Arizona carries out first execution in eight years

In the state’s first conviction since 2014, an Arizona man was sentenced to death for the murder of a college student more than four decades ago. Deana Bowdoin, an Arizona State University student, was fatally stabbed and strangled in 1978 by Clarence Wayne Dixon. Dixon was executed at the state prison in Florence, Arizona. The execution was by lethal injection at 10:30 a.m. local time. Frank Strada, the state’s deputy director of corrections, announced the news.

Clarence Dixon’s defense counsel contended that killing him would be unlawful. He was mentally incompetent and thus unable to understand. Dixon had paranoid schizophrenia. He experienced hallucinations and was blind and in poor health. However, a federal judge in Phoenix was in support of the state court’s decision. On Tuesday, the United States Supreme Court dismissed a last-minute bid to stay his execution.

The drugs took 11 minutes to work

In his last statement, Dixon condemned the Arizona Supreme Court for denying his appeals, said he would always proclaim his innocence, and addressed the victim in his case, Deana Bowdoin. “Maybe I’ll see you on the other side, Deana. I don’t know you and I don’t remember you,” Dixon said in his final words.

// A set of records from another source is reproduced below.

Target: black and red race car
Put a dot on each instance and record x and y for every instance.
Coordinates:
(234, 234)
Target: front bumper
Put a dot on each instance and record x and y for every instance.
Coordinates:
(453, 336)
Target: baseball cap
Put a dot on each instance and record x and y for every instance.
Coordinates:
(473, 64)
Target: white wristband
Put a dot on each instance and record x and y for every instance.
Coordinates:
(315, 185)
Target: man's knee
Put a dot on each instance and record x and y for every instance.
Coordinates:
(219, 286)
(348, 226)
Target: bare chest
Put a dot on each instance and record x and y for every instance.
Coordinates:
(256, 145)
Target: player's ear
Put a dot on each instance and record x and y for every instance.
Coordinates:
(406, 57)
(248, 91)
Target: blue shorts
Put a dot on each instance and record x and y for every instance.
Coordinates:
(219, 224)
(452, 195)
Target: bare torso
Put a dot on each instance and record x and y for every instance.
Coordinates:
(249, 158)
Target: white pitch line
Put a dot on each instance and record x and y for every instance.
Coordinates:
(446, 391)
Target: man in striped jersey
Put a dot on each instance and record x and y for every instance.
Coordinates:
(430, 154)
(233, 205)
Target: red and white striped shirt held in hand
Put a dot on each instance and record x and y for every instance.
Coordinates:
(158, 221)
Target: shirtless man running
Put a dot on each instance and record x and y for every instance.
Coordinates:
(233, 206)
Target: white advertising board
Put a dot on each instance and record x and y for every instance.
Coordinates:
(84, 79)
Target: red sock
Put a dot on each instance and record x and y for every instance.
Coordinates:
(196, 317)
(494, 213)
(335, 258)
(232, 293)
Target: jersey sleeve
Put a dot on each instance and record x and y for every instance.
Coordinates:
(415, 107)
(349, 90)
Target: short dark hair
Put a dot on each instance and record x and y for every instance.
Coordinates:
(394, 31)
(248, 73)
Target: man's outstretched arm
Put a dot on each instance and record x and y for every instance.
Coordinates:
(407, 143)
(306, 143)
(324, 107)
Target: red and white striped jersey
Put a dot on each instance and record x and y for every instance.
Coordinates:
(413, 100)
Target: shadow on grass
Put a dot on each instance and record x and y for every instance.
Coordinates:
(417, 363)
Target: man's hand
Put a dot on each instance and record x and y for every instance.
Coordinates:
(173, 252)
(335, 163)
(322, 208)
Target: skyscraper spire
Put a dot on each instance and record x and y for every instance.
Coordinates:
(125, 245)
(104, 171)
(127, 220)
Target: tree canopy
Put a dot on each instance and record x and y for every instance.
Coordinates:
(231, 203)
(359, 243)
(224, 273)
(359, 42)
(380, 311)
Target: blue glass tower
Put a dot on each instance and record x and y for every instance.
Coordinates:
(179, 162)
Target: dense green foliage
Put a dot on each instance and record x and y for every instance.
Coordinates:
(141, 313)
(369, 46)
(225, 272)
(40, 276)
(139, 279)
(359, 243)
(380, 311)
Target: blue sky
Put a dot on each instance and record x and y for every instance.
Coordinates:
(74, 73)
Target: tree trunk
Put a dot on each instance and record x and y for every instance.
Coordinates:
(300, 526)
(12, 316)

The injected drugs took 11 minutes to work. The declaration of his death was made at 10:30 a.m. local time. Dixon’s lawyers investigated the method of execution in the days leading up to his death. They claimed that a dose of the sedative sodium pentobarbital prepared in February had expired and that using it would violate Arizona’s execution guidelines.

It was the first time Arizona gave the death penalty in the last eight years. The last execution was of Joseph Wood in 2014 when a two-drug cocktail injection took over two hours to come into effect, and witnesses reported he snorted and gasped before dying. Following that, Arizona ceased executions.